In a Jan. 24 warning letter to the Kansas City-based Dairy Farmers of America, the U.S. Food and Drug Administration said environmental samples returned from an inspection last September were positive for Salmonella S.

"During the inspection FDA collected a sample of medium heat, extra grade non-fat dry milk powder, and a total of 106 environmental swabs were taken throughout your processing facility," the warning letter says. "Laboratory analysis of sample number 638534 confirmed the presence of Salmonella senftenberg in three environmental swabs."

FDA did not disclose the exact source or location of the contamination.

"Salmonella senftenberg is a pathogenic organism that can cause serious and sometimes fatal infections in young children, frail or elderly people, and others with a weakened immune systems," FDA continued. "Healthy individuals may suffer short-term symptoms such as severe diarrhea, bloody diarrhea, fever, chills, adnominal discomfort, and occasionally vomiting."

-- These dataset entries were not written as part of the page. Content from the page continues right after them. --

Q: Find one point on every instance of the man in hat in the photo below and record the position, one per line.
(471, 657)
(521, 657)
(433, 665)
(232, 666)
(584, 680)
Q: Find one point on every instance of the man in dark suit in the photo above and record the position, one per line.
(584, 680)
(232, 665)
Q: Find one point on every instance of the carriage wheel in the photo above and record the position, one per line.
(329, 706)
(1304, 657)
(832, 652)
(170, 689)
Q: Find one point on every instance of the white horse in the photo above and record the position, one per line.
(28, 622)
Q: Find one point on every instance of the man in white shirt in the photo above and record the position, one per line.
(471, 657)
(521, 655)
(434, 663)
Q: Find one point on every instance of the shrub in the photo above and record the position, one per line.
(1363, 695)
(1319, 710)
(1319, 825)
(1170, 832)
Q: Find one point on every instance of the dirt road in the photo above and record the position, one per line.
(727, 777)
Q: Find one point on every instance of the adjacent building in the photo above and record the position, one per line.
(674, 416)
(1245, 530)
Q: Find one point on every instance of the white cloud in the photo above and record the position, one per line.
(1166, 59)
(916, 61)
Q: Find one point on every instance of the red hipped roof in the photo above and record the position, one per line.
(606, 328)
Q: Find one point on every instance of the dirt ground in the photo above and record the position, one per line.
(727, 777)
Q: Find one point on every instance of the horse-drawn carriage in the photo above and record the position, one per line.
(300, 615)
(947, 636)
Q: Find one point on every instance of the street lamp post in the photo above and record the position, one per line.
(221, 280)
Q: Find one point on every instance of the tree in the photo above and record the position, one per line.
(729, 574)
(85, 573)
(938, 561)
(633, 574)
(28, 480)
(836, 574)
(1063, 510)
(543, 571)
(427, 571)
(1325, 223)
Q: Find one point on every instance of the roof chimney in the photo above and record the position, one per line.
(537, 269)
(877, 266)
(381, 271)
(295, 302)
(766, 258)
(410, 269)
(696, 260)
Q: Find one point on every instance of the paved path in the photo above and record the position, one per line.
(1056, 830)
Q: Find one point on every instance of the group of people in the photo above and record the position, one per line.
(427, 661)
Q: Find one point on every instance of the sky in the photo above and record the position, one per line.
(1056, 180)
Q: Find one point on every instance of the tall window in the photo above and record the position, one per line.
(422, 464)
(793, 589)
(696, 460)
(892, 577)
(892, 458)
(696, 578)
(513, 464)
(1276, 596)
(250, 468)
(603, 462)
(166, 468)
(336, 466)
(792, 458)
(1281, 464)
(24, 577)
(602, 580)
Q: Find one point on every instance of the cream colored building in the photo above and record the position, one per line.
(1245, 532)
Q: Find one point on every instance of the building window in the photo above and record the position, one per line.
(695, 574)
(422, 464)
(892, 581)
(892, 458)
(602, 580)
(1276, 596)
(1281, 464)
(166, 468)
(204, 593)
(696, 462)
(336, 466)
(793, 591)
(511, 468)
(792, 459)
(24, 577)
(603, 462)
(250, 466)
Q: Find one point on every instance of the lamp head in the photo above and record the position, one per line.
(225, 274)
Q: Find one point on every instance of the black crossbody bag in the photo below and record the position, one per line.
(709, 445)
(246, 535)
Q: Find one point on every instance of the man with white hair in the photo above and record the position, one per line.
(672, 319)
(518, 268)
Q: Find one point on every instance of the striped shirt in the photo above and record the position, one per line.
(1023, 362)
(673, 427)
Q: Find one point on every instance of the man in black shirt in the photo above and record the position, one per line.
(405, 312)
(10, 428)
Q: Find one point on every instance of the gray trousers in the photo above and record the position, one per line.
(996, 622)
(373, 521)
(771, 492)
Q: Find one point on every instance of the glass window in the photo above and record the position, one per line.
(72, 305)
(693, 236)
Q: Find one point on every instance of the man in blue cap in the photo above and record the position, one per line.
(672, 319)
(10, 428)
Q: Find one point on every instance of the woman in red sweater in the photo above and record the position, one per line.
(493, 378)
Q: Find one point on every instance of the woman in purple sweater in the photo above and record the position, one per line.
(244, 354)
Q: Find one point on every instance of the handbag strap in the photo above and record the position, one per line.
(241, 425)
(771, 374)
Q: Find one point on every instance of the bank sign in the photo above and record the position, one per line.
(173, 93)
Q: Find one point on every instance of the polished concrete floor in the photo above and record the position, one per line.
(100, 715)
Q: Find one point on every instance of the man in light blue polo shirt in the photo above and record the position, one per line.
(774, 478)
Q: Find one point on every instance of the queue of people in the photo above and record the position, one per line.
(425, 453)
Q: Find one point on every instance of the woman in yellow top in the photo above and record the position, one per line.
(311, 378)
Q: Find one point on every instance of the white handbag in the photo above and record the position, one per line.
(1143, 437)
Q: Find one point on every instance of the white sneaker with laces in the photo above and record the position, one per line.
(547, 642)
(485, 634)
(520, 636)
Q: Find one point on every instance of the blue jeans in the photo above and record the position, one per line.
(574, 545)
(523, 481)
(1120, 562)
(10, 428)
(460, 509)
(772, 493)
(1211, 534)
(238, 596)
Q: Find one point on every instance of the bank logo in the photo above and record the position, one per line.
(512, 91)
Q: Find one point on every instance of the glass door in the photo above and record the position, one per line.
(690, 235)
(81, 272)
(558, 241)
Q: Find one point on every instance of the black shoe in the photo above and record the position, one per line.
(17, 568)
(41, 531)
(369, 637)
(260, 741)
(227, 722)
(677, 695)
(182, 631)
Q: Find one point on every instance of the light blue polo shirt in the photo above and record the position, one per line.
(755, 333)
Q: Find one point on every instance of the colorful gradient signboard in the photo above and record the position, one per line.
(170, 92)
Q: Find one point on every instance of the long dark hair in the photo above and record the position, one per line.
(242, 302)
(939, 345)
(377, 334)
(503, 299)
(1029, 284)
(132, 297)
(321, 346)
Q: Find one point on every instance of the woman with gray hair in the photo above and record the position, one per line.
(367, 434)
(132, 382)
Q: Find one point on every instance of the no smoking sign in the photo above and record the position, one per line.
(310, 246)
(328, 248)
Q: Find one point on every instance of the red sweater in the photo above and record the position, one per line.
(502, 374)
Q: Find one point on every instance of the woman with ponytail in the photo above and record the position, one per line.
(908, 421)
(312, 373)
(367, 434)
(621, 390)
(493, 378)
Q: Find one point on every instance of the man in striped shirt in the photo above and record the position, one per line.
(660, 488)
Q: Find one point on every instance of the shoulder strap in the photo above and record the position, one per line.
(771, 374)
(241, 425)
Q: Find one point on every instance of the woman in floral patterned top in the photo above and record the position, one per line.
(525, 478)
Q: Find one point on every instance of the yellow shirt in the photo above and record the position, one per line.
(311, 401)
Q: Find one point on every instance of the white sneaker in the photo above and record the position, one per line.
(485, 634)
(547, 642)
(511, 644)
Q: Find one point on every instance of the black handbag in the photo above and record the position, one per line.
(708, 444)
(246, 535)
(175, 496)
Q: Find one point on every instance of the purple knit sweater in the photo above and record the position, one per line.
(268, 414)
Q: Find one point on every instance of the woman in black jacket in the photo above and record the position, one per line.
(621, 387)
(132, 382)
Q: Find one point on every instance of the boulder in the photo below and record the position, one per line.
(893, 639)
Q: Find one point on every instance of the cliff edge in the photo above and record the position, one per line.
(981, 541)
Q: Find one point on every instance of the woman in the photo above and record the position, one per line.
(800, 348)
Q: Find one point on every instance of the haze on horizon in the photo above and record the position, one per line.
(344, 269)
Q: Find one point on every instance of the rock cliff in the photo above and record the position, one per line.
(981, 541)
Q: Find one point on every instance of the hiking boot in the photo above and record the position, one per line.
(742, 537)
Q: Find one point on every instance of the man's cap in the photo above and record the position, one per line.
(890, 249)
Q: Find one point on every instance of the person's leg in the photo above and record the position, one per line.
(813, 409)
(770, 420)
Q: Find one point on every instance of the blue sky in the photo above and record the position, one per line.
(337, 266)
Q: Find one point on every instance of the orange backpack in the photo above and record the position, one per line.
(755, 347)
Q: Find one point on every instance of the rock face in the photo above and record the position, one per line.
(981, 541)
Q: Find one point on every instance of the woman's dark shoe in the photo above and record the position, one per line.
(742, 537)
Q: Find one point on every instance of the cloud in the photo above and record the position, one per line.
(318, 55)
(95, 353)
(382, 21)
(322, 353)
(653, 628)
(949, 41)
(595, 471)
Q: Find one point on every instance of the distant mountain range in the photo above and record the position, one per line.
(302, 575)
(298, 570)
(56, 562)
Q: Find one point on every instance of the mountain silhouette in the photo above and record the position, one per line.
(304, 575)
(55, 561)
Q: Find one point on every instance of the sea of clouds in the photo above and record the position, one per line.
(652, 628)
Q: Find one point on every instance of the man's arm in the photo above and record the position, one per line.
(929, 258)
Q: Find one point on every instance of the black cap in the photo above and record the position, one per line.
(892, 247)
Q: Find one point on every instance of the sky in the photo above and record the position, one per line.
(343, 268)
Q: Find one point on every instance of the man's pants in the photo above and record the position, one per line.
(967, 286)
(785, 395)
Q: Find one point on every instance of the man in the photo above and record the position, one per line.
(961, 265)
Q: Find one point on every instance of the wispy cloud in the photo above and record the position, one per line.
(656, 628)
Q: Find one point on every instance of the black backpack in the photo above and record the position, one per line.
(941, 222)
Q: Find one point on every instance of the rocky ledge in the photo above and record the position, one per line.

Grade A milk is sold for direct consumption for sale in retail stores; whereas Grade B milk is used to make other products like cheese. Grade A milk is subjected to more inspection.

The 15-year old Dairy Farmers of America, formed from a number of milk marketing cooperatives, represents more than 9,500 farms with 1.7 million cows. It owns 21 manufacturing plants, including three in Minnesota and Wisconsin.

The warning letter also called out Dairy Farmers of America (DFA) for a number of violations found during the inspection. Those included:

-- DFA failed to clean or sanitize equipment in a manner that protects against contamination of food and food contact surfaces.

FDA said the high-pressure foamers being used to sanitize equipment could atomize microorganisms that will contaminate food, food contact surfaces or food packaging materials.

-- DFA failed to clean and sanitize food contact surfaces with enough frequency to present the contamination of food.

-- DFA employees failed to wash and sanitize their hands thoroughly in an adequate hand-washing facility.

FDA said Dairy Farmers of America did not adequately address its concern after the inspection, and gave it 15 works days from receipt of the warning letter to do so.